Weekend Reading 85Δ: Gilliamesque
TAIMUR DAR: During the pandemic I finally had time to sit down and watch the films Twleve Monkeys and Brazil from filmmaker Terry Gilliam. Little did I know that those two films pretty much perfectly captured my life for the past 18 months. This last week was fairly trying due to some IT computer issues for my office job, and I definitely felt like Sam Lowry and could help but listen to the Brazil soundtrack for an escape. This sudden Gilliam kick has me interested in checking out Gilliamesque: A Pre-posthumous Memoir for a deep dive into his life and art.
Weekend Reading 85Δ: Revenge of the Sith
BILLY HENEHAN: Shang-Chi and The Legend of The Ten Rings just dropped on Disney+, so I'll hopefully be sitting down to watch that tonight. While I wait for nighttime to roll around, I'm reading the Stars Wars: Revenge of the Sith novelization by Matthew Stover. I'm not being hyperbolic when I say this is one of the best pieces of Star Wars writing ever. There's an even a Twitter account dedicated to only tweeting out passages from the book, which reads like poetry in prose form.

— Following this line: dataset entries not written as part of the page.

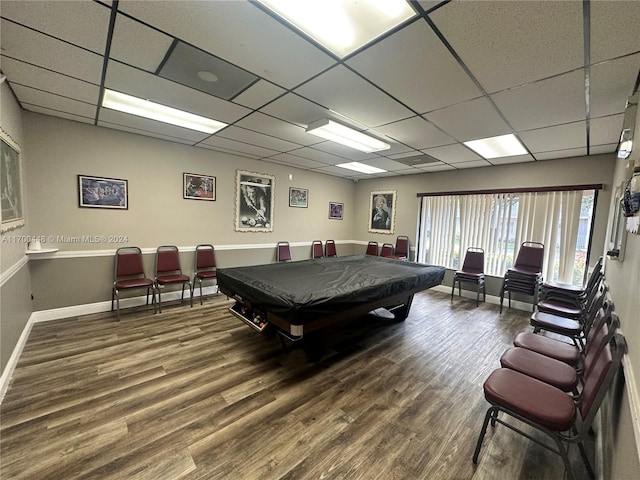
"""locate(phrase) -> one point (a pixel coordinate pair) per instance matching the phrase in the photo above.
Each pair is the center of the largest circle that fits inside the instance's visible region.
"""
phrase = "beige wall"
(15, 300)
(55, 151)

Weekend Reading 85Δ: Stepping Stones
JOHANNA DRAPER CARLSON: Given my interest in Sherlock Holmes, I think it's finally time for me to catch up with the Viz Manga series Moriarty the Patriot, now up to five volumes. It's a rather unique take on the familiar characters, with several Moriarty brothers as anti-upper-class terrorists and a countrified Holmes. I also realized I somehow missed, when it came out over a year ago, reading Lucy Knisley's Stepping Stones. I'm looking forward to reading this autobio-inspired story of a girl coping with moving to a farm and a new step-family.